MATEC Web Conf.
Volume 128, 20172017 International Conference on Electronic Information Technology and Computer Engineering (EITCE 2017)
|Number of page(s)||4|
|Section||Simulation Model and Algorithm|
|Published online||25 October 2017|
An Updated Projection Twin Support Vector Machine for Classification
School of Information and Engineering, Yancheng Institute of Technology, 224001 Yancheng, China
a Corresponding author: email@example.com
Based on projection twin support vector machine (PTSVM) and its extensions, this paper describes an updated PTSVM (UPTSVM) for classification. Compared with existing PTSVMs, UPTSVM has its own advantages.

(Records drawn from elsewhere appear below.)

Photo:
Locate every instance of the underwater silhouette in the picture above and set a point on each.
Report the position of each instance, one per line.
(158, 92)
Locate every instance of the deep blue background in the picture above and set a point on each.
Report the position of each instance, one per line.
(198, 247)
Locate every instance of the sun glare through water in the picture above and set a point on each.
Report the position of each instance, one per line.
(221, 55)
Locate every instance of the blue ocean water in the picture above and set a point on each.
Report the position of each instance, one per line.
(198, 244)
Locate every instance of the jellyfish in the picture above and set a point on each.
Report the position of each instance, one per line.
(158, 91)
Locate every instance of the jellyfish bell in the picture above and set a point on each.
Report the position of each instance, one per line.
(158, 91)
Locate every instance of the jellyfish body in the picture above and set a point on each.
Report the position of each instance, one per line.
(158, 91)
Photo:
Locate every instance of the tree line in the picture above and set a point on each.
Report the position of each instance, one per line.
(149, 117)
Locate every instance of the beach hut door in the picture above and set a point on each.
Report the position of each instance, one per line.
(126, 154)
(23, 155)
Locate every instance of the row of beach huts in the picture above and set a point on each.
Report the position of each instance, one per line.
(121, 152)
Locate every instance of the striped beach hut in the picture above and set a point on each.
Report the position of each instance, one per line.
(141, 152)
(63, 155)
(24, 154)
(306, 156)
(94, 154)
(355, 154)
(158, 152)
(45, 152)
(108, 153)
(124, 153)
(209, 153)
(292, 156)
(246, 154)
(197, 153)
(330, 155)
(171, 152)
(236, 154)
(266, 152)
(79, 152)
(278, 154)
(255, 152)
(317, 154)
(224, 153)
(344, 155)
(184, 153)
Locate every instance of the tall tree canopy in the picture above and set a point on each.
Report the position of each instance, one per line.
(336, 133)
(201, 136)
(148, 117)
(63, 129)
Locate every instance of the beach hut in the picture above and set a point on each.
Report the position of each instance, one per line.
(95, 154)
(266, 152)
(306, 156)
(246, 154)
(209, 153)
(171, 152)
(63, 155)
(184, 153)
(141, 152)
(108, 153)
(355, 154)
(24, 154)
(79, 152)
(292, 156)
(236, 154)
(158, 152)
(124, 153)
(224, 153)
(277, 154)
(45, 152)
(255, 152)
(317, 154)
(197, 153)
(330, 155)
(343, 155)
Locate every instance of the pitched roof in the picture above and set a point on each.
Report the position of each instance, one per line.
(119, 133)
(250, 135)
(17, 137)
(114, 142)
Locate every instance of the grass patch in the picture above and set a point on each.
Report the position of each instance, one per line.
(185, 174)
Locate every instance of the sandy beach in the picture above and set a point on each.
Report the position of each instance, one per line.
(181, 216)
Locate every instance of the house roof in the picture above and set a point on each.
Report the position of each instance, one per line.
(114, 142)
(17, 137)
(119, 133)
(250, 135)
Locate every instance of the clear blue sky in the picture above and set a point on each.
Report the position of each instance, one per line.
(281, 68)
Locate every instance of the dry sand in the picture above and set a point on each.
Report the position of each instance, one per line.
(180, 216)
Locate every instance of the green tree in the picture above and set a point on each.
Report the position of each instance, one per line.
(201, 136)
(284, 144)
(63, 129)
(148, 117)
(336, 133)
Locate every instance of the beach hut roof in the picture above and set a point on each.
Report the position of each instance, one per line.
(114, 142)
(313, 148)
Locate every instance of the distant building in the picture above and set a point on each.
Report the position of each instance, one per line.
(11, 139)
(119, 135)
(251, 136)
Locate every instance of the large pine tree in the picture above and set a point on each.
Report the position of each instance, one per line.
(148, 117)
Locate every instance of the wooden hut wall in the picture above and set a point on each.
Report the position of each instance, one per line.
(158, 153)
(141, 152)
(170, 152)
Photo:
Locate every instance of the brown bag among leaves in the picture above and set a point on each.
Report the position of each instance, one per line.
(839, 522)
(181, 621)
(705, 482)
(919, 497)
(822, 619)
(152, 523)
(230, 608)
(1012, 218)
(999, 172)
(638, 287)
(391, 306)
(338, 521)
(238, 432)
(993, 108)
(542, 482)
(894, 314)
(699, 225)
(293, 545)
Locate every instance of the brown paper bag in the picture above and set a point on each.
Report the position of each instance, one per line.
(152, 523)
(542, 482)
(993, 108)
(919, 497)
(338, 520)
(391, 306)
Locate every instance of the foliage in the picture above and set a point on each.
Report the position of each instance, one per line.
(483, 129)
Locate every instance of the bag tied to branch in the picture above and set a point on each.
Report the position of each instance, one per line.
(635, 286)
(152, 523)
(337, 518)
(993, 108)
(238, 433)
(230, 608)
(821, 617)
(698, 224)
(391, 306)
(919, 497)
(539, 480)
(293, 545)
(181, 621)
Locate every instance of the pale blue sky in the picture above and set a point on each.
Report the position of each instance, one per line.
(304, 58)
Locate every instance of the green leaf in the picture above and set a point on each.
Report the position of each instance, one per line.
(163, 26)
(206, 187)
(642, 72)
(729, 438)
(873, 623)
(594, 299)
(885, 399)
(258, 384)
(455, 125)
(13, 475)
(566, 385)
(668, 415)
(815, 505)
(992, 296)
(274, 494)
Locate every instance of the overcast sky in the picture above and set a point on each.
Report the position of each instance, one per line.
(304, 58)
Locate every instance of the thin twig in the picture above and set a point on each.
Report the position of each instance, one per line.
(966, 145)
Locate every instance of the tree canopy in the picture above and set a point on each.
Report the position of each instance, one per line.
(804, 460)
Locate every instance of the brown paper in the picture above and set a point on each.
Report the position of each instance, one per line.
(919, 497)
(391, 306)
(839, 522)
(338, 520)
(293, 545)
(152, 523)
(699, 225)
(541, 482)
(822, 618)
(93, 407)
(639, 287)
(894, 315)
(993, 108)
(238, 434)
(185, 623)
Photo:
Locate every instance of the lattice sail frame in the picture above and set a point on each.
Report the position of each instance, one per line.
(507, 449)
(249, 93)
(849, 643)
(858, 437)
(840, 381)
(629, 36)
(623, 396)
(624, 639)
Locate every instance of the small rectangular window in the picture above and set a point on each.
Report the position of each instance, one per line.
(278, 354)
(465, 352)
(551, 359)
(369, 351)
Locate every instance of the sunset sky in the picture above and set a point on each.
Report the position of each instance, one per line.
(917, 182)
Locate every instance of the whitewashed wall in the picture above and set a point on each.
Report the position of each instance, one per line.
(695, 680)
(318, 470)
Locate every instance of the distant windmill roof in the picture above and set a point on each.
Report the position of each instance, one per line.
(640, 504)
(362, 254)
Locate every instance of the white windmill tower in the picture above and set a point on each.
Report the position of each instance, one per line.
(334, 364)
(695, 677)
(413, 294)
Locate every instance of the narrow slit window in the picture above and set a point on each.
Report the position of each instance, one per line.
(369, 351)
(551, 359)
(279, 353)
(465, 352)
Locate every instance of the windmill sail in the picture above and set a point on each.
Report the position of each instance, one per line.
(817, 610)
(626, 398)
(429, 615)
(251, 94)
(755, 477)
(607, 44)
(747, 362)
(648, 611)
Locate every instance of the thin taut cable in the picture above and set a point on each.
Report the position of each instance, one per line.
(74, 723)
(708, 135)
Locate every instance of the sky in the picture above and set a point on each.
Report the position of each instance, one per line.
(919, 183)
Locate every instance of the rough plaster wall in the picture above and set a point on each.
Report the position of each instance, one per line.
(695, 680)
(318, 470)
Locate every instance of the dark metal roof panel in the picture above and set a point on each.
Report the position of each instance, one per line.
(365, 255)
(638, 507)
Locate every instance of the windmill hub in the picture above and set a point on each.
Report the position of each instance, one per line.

First, similar to the standard support vector machine (SVM), UPTSVM maintains the consistency of the optimization problems in the linear and nonlinear case, which results in the nonlinear formulations can be directly turned into the linear ones. Nevertheless, the existing PTSVMs lose the consistency because of using empirical kernel to construct nonlinear formulations. Second, UPTSVM avoids the inverse of kernel matrixes in the course of solving dual problems, which indicates it can not only reduce computing time but also save storage space. Third, UPTSVM can be practically proved equivalent to the PTSVM with regularization (RPTSVM). Experimental results on lots of data sets show the virtue of the presented method.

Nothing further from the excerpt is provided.